Patient preference may be for a non-mesh (suture) hernia repair and access to alternative hernia management options should be available to accommodate this.
All elective hernia repairs should be preceded by a detailed discussion between the patient and the surgeon as part of an informed consent process. Points for discussion include:
- the benefits and risks of surgical and non-surgical approaches to hernia management, including the fact that neither mesh nor non-mesh repair are risk-free procedures
- the risk of developing chronic pain following hernia repair, especially for patients with pain as their main presenting symptom, and
- the uncertainty around long-term outcomes from hernia surgery, using mesh or non-mesh repair, given the few studies that followed up with patients beyond 1 year.
Patients should be provided with detailed information on hernia repair in a variety of accessible formats, including verbal and written.

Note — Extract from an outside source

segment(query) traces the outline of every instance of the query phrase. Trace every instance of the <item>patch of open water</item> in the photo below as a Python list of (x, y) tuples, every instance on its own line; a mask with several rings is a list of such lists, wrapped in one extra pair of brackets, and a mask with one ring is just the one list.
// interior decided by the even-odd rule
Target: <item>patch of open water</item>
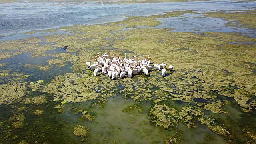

The decision to use laparoscopic or open mesh repair should be based on the patient’s medical history, the characteristics of their hernia, and surgical expertise. The decision on which mesh fixation technique to use in elective hernia repair should be based on surgical expertise, the type and size of hernia, laparoscopic or open repair, and the type of mesh used.
It is important that data on long-term outcomes from hernia repair in Scotland are recorded at a national level to inform future decision-making. This should be aligned with the UK Medical Device Information System and include collection of patient reported outcomes.